Gladys did not answer at once. She was straining her eyes as if to see some object which might be hovering above the jagged, sea-swept skyline.
"No," said Curlie, as if in answer to a question, "you couldn't see the plane. You couldn't see it fifty fathoms away and then it would flash by you like a carrier pigeon. No use if you did see it. Couldn't do anything. But there's one chance in a million of their coming into our line of vision, so it's no use watching. Only chance is a radiophone message giving their location."

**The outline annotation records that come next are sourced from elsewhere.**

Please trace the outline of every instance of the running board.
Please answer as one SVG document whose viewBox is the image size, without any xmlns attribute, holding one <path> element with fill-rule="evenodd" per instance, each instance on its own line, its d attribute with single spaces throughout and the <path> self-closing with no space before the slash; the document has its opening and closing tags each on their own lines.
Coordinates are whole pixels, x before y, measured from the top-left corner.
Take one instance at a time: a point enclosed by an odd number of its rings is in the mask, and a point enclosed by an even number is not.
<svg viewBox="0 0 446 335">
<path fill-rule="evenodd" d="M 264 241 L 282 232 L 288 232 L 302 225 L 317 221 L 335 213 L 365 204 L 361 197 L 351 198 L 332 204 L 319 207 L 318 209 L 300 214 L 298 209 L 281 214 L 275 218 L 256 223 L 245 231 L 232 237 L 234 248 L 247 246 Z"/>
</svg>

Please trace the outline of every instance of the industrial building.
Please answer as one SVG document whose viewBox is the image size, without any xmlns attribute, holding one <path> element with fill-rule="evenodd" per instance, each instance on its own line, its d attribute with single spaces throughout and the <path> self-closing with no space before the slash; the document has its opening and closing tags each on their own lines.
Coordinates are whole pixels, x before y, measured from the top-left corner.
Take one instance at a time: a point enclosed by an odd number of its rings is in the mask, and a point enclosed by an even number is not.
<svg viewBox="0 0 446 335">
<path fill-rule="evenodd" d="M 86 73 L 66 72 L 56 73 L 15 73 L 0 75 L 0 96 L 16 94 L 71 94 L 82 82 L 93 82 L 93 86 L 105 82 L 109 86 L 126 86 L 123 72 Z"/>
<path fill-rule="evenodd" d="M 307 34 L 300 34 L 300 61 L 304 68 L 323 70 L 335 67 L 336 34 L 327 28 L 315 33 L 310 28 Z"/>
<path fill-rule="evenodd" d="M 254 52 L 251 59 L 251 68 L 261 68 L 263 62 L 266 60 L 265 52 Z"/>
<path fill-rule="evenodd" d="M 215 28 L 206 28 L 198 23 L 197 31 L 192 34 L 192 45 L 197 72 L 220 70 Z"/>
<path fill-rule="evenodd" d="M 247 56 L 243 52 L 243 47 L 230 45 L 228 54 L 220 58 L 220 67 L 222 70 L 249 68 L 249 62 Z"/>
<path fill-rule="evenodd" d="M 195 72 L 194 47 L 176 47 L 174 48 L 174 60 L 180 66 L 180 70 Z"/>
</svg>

"But I—I want to. I—I ought to do something." For the first time he noticed how white and drawn her face was.
"All right," he said in a quiet voice, "you just sit where you are and I'll sit here beside you and you tell me one or two things. That will help."
"Tell—tell what?"
"Tell me this: Did your brother have the original of that old map?"
"Yes," her tone was already quieting down, "yes, he did, or Alfred Brightwood did. His father is very rich and he has a hobby of collecting very old editions of books. He pays terrible prices for them. He bought an old, old copy of 'Marco Polo's Travels'; paid fifteen thousand dollars for it. And inside its cover Alfred found that old map with the curious writing on the back of it.
"He thought right away that it might hide some great secret, so he had it photographed and sent the photo to Vincent. Vincent got a great scholar to read the writing for him. He never told me what the writing was; said that no one but he and Alfred should know; that it was a great secret and that girls couldn't keep secrets, so I was not to know.
"But they can keep secrets!" she exploded, breaking off from her narrative. "They do keep secrets—more secrets than boys do. Wonderful and terrible secrets sometimes!"